In There’s No Such Thing as a Sexual Relationship, Alain Badiou and Barbara Cassin take possession of Lacan’s short text, thinking “with” Lacan about his propositions and what kinds of questions they raise in relation to knowledge. Cassin considers the relationship of the real to language through a Sophist lens, while the Platonist Badiou unpacks philosophical claims about truth. Each of their contributions echoes back to one another, offering new ways of thinking about Lacan, his seminal ideas, and his role in advancing philosophical thought.

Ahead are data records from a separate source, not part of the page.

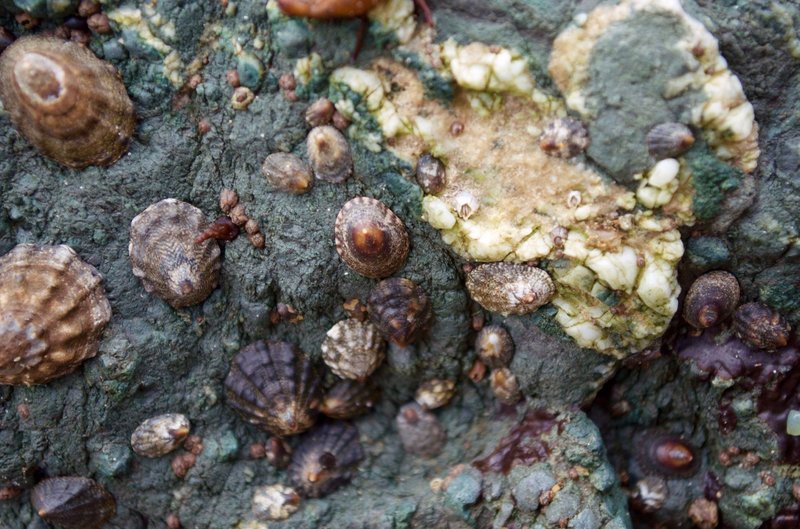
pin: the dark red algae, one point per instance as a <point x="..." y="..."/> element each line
<point x="775" y="375"/>
<point x="523" y="444"/>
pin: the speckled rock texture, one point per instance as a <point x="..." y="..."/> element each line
<point x="190" y="143"/>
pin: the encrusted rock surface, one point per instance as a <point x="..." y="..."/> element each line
<point x="190" y="143"/>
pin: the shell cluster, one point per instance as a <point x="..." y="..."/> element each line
<point x="711" y="299"/>
<point x="287" y="172"/>
<point x="400" y="310"/>
<point x="160" y="435"/>
<point x="564" y="138"/>
<point x="669" y="140"/>
<point x="166" y="258"/>
<point x="329" y="154"/>
<point x="420" y="431"/>
<point x="761" y="327"/>
<point x="370" y="238"/>
<point x="494" y="346"/>
<point x="274" y="386"/>
<point x="353" y="349"/>
<point x="325" y="459"/>
<point x="348" y="399"/>
<point x="53" y="310"/>
<point x="73" y="502"/>
<point x="69" y="104"/>
<point x="509" y="288"/>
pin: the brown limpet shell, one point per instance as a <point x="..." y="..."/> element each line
<point x="326" y="459"/>
<point x="711" y="299"/>
<point x="761" y="327"/>
<point x="53" y="310"/>
<point x="668" y="140"/>
<point x="667" y="455"/>
<point x="400" y="310"/>
<point x="274" y="386"/>
<point x="370" y="238"/>
<point x="165" y="256"/>
<point x="510" y="288"/>
<point x="73" y="502"/>
<point x="329" y="154"/>
<point x="69" y="104"/>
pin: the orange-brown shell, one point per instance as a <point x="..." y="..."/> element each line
<point x="69" y="104"/>
<point x="52" y="312"/>
<point x="327" y="9"/>
<point x="370" y="238"/>
<point x="165" y="256"/>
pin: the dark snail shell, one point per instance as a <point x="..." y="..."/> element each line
<point x="420" y="431"/>
<point x="668" y="140"/>
<point x="329" y="154"/>
<point x="431" y="174"/>
<point x="370" y="238"/>
<point x="166" y="257"/>
<point x="274" y="386"/>
<point x="73" y="503"/>
<point x="287" y="172"/>
<point x="666" y="455"/>
<point x="353" y="349"/>
<point x="69" y="104"/>
<point x="348" y="399"/>
<point x="509" y="288"/>
<point x="494" y="346"/>
<point x="711" y="299"/>
<point x="53" y="310"/>
<point x="564" y="138"/>
<point x="400" y="310"/>
<point x="326" y="459"/>
<point x="761" y="327"/>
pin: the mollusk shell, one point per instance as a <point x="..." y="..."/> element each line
<point x="353" y="349"/>
<point x="400" y="310"/>
<point x="711" y="299"/>
<point x="274" y="386"/>
<point x="509" y="288"/>
<point x="73" y="502"/>
<point x="370" y="238"/>
<point x="160" y="435"/>
<point x="52" y="312"/>
<point x="69" y="104"/>
<point x="166" y="258"/>
<point x="326" y="459"/>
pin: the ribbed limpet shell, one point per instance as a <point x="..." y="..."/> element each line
<point x="73" y="502"/>
<point x="370" y="238"/>
<point x="53" y="310"/>
<point x="166" y="257"/>
<point x="509" y="288"/>
<point x="69" y="104"/>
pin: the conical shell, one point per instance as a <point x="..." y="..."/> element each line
<point x="370" y="238"/>
<point x="400" y="310"/>
<point x="73" y="503"/>
<point x="166" y="258"/>
<point x="508" y="288"/>
<point x="69" y="104"/>
<point x="353" y="349"/>
<point x="326" y="459"/>
<point x="52" y="312"/>
<point x="274" y="386"/>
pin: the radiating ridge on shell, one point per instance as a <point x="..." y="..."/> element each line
<point x="69" y="104"/>
<point x="53" y="310"/>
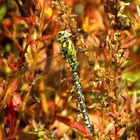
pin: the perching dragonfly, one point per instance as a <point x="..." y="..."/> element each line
<point x="68" y="51"/>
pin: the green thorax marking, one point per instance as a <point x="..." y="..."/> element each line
<point x="67" y="48"/>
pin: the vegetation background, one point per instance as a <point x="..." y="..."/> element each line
<point x="37" y="97"/>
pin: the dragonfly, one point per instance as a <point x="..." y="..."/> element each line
<point x="69" y="53"/>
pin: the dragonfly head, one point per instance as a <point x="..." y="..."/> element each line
<point x="62" y="36"/>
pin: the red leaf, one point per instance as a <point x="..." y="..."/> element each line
<point x="76" y="125"/>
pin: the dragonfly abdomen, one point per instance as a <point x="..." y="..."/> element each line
<point x="78" y="89"/>
<point x="68" y="51"/>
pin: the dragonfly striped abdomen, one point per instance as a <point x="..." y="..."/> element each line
<point x="68" y="51"/>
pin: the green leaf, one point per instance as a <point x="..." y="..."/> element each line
<point x="3" y="10"/>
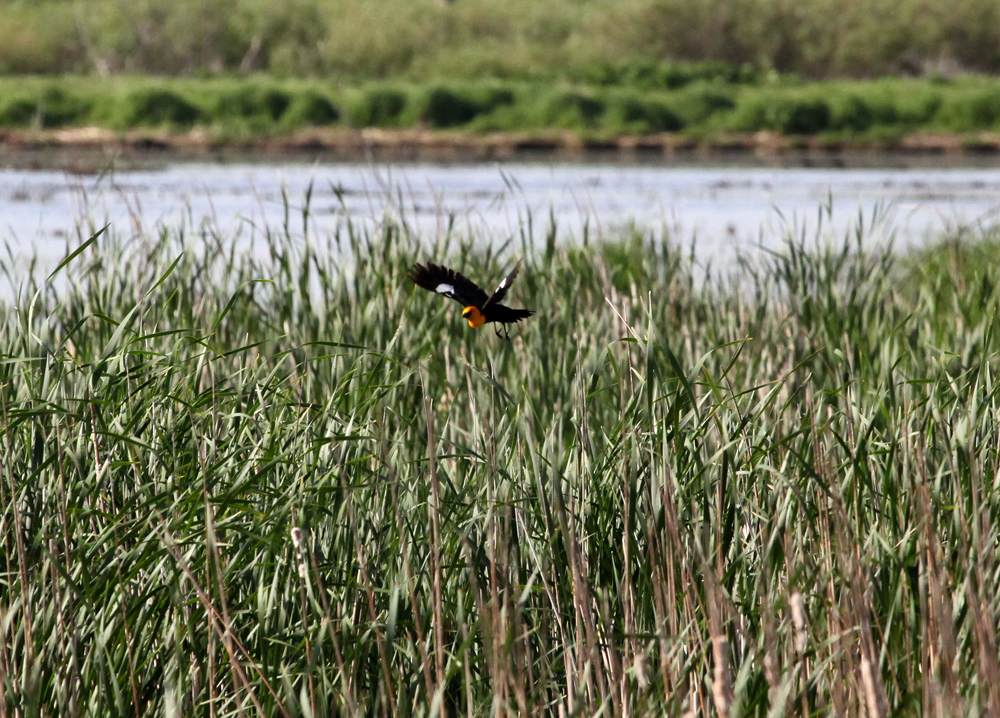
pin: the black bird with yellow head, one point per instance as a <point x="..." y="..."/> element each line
<point x="479" y="309"/>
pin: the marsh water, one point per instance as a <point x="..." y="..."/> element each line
<point x="720" y="211"/>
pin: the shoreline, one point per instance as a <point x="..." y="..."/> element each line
<point x="86" y="150"/>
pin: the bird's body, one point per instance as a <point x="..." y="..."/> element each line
<point x="479" y="309"/>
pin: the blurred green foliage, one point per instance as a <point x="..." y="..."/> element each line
<point x="661" y="44"/>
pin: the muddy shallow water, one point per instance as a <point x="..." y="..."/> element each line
<point x="720" y="211"/>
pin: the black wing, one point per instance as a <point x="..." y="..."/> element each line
<point x="504" y="314"/>
<point x="448" y="283"/>
<point x="501" y="291"/>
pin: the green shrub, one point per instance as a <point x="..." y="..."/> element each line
<point x="443" y="107"/>
<point x="250" y="102"/>
<point x="58" y="108"/>
<point x="573" y="109"/>
<point x="977" y="110"/>
<point x="310" y="108"/>
<point x="854" y="113"/>
<point x="157" y="106"/>
<point x="377" y="107"/>
<point x="18" y="112"/>
<point x="918" y="107"/>
<point x="697" y="103"/>
<point x="639" y="115"/>
<point x="789" y="115"/>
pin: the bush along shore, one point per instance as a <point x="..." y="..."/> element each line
<point x="666" y="111"/>
<point x="282" y="487"/>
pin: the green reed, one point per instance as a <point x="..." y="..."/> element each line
<point x="291" y="483"/>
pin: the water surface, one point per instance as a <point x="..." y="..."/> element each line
<point x="719" y="211"/>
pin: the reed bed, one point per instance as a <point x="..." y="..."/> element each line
<point x="292" y="484"/>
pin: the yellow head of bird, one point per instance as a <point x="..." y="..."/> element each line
<point x="474" y="316"/>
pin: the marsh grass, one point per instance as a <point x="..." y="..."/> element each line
<point x="297" y="485"/>
<point x="262" y="106"/>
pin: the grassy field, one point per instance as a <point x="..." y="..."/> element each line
<point x="703" y="102"/>
<point x="301" y="486"/>
<point x="472" y="39"/>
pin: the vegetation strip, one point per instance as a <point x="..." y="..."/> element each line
<point x="962" y="113"/>
<point x="674" y="491"/>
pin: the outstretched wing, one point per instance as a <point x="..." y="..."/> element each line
<point x="501" y="291"/>
<point x="448" y="283"/>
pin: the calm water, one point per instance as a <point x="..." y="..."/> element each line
<point x="718" y="210"/>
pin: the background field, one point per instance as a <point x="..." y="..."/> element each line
<point x="282" y="487"/>
<point x="427" y="39"/>
<point x="593" y="67"/>
<point x="701" y="103"/>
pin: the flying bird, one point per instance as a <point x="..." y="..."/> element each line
<point x="479" y="309"/>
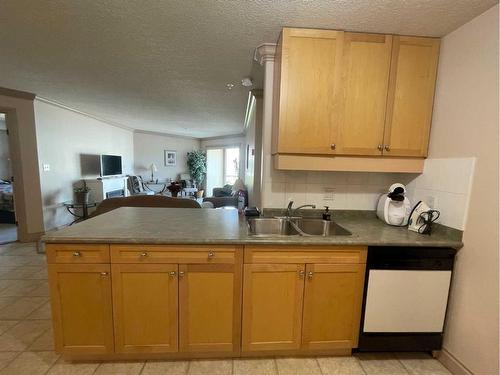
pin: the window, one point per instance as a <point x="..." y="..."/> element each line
<point x="223" y="166"/>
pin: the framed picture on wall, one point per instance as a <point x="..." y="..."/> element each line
<point x="170" y="158"/>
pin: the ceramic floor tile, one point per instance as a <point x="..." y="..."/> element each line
<point x="254" y="367"/>
<point x="22" y="307"/>
<point x="297" y="366"/>
<point x="119" y="368"/>
<point x="381" y="364"/>
<point x="6" y="358"/>
<point x="73" y="369"/>
<point x="6" y="324"/>
<point x="45" y="342"/>
<point x="221" y="367"/>
<point x="43" y="312"/>
<point x="165" y="368"/>
<point x="30" y="363"/>
<point x="422" y="364"/>
<point x="340" y="366"/>
<point x="22" y="335"/>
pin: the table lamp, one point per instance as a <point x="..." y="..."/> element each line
<point x="153" y="170"/>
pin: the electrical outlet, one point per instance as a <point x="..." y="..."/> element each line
<point x="328" y="195"/>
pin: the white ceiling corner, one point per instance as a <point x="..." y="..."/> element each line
<point x="163" y="65"/>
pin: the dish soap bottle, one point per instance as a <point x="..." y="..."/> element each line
<point x="326" y="214"/>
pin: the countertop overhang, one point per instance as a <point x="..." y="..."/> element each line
<point x="208" y="226"/>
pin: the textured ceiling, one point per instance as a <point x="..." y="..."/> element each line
<point x="162" y="65"/>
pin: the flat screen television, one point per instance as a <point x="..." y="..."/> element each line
<point x="111" y="165"/>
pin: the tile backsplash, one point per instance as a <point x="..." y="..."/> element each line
<point x="445" y="185"/>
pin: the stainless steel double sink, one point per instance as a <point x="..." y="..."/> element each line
<point x="294" y="226"/>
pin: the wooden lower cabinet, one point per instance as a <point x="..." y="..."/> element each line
<point x="272" y="306"/>
<point x="210" y="307"/>
<point x="332" y="306"/>
<point x="81" y="308"/>
<point x="145" y="308"/>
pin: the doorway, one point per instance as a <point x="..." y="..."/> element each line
<point x="223" y="166"/>
<point x="8" y="227"/>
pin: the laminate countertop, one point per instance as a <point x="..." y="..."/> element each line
<point x="210" y="226"/>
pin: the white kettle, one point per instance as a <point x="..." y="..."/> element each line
<point x="394" y="207"/>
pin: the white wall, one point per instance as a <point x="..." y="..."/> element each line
<point x="63" y="136"/>
<point x="465" y="125"/>
<point x="149" y="148"/>
<point x="5" y="170"/>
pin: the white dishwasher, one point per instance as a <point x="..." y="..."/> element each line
<point x="405" y="298"/>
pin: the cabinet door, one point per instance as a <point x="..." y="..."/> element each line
<point x="307" y="80"/>
<point x="81" y="308"/>
<point x="210" y="307"/>
<point x="332" y="306"/>
<point x="145" y="307"/>
<point x="410" y="96"/>
<point x="272" y="306"/>
<point x="365" y="78"/>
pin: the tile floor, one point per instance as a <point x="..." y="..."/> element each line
<point x="26" y="346"/>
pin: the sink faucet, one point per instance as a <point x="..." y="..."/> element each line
<point x="289" y="208"/>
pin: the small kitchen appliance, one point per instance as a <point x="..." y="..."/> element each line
<point x="394" y="207"/>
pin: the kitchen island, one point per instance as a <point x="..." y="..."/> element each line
<point x="192" y="283"/>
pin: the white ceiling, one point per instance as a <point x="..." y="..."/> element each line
<point x="162" y="65"/>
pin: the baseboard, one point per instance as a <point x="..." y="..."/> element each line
<point x="453" y="365"/>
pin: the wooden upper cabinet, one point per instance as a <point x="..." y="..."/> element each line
<point x="210" y="307"/>
<point x="145" y="307"/>
<point x="272" y="307"/>
<point x="362" y="103"/>
<point x="307" y="76"/>
<point x="81" y="308"/>
<point x="410" y="96"/>
<point x="332" y="306"/>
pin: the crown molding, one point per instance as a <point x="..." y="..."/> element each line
<point x="265" y="53"/>
<point x="63" y="106"/>
<point x="16" y="93"/>
<point x="162" y="134"/>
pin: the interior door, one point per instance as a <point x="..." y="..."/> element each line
<point x="365" y="78"/>
<point x="81" y="308"/>
<point x="210" y="307"/>
<point x="310" y="74"/>
<point x="411" y="96"/>
<point x="272" y="306"/>
<point x="145" y="307"/>
<point x="332" y="306"/>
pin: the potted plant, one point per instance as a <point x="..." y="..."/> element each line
<point x="197" y="165"/>
<point x="82" y="194"/>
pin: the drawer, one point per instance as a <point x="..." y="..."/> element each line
<point x="173" y="254"/>
<point x="77" y="253"/>
<point x="305" y="254"/>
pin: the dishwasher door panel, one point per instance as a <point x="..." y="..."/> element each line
<point x="406" y="300"/>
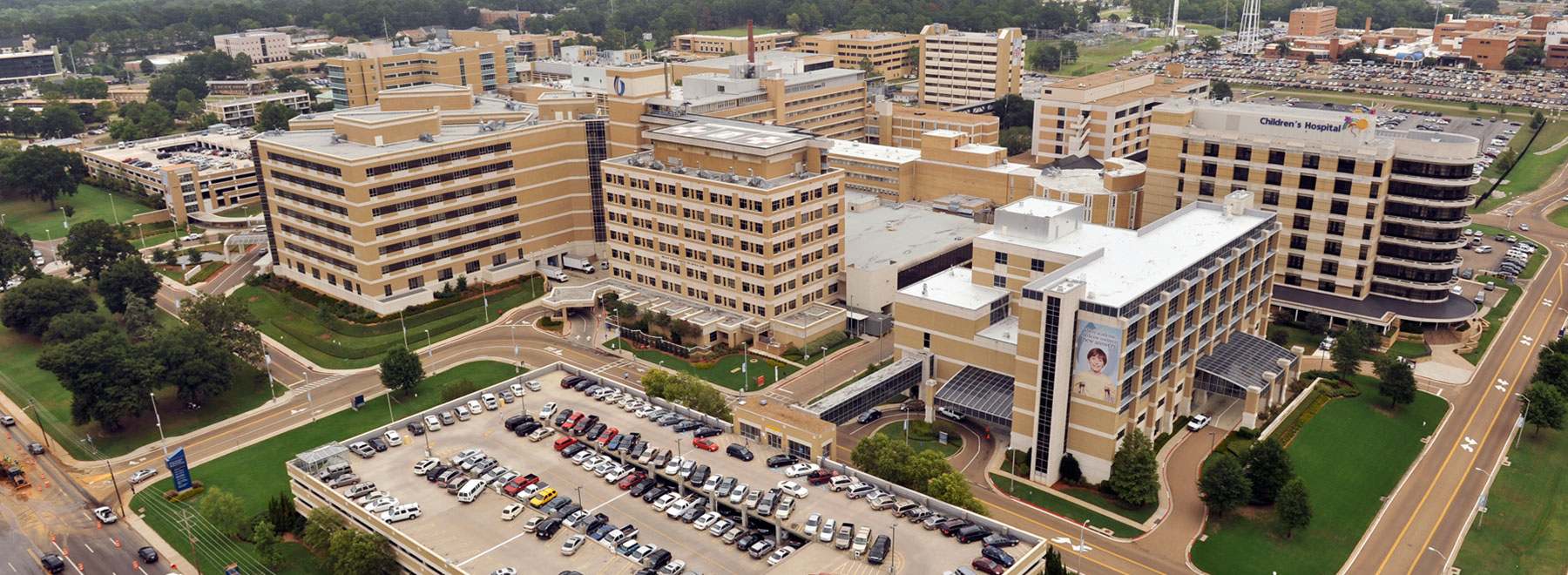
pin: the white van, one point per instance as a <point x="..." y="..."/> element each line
<point x="552" y="273"/>
<point x="470" y="490"/>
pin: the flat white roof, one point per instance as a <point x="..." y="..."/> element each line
<point x="903" y="233"/>
<point x="854" y="149"/>
<point x="954" y="288"/>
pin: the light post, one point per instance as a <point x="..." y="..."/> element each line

Alain Badiou (PhD, Philosophy, Ecole Normale Superieure) holds the Rene Descartes Chair at the European Graduate School; he also teaches at the Ecole Normale Superieure and the College International de Philosophie in Paris. He is the author of several successful novels and plays as well as more than a dozen philosophical works, including his masterwork, Being and Event (Continuum, 2007), and several Columbia titles, includng Plato’s Republic (2013) and Jacques Lacan Past and Present (2016).